Outside of stability, our study participants universally identified trading as the most difficult feature to use, both in setting up a binder for trade and in completing a trade, so we'll continue to focus feature refinements in this area. We recently released the ability to apply collection filters to your binder and decks as a direct result of our work with Blink, and we're investigating ways to increase binder size, improve trade performance, and provide additional features that refine the existing system.
Other areas of focus include providing players the opportunity to reduce the number of windows the client opens; ensuring the client remembers more player settings; finding ways to display cards larger in the duel scene; and, as mentioned above, improving communication with our players.
We also fielded our Magic Online satisfaction survey recently, which let you rate Magic Online in a number of areas. Limited to players who have played in the last three months—essentially since the launch of the new version—we wanted a clear snapshot of how players feel about the current state of the program, including the latest features and updates, which we'll use to prioritize upcoming work. Look for more surveys to come in the future, so we can measure our progress as we act on your feedback.
While we're still digging into the survey details, it is clear that the players in the user study and the players who took the survey have similar opinions of the current state of Magic Online. Let's look at some of the highs and lows.
Similar to the user study, the highest-rated areas of the client center around playing Magic, including playing matches, finding opponents, and the variety of formats and events offered. As the Khans of Tarkir release has shown, we continue to deliver authentic Magic gameplay experiences.

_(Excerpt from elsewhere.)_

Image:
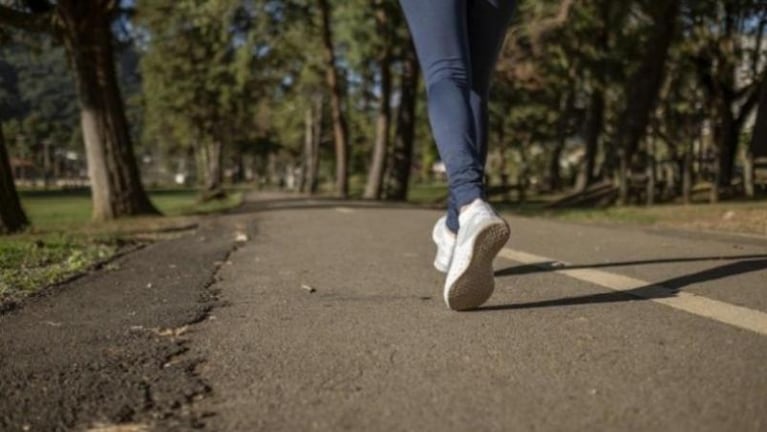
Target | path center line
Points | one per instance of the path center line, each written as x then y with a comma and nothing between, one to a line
727,313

When looking at the negatives, the study and survey align as well. Players are least satisfied with Magic Online's stability and performance. As mentioned above, we're continuing to take measures to improve both of these areas and will remain vigilant until we get where we need to be. Eliminating crashes, lag, and other impactful bugs is our top priority.
Beyond stability, survey participants seemed to have more issues with general usability and navigation than our study participants, particularly in the Trade scene. We'll continue to explore ways to present information more clearly and to refine the user experience in complex scenes like Trade, Collection, and Play Lobby. While this is a broad group of areas, we've already begun conversations on what we can do to help players get comfortable using Magic Online.
Finally, survey participants found that Magic Online felt less social than before. We have some ideas to improve this, including making sure chat is more visible and refining how players interact with their buddies. We'll deliver these changes as soon as we can. Outside of client changes, we've also become more active in monitoring and taking action against toxic players, including issuing permanent mutes to disruptive players and even deactivating particularly egregious accounts.
Magic has the most passionate fans in the world and Magic Online is about letting these fans get together and battle anytime, anywhere. Like you, we want that experience to be as awesome as possible, so we're going to continue to listen and improve. We have a list of updates and features that we’re excited to deliver and your continued engagement helps us determine the priority in which they arrive. The changes may not be instantaneous, but they will be regular and continuous, and together we'll make Magic Online as amazing as it deserves to be.
Coming up, celebrate the scariest of Magic with our Spooky Sealed event beginning today, once Magic Online returns from downtime. The following week, we'll release Magic: The Gathering–Commander (2014 Edition), available on November 7. Also, stay tuned for an update on Leagues in a few weeks before we announce our plans for the holiday season.
Thanks for helping make Magic Online awesome.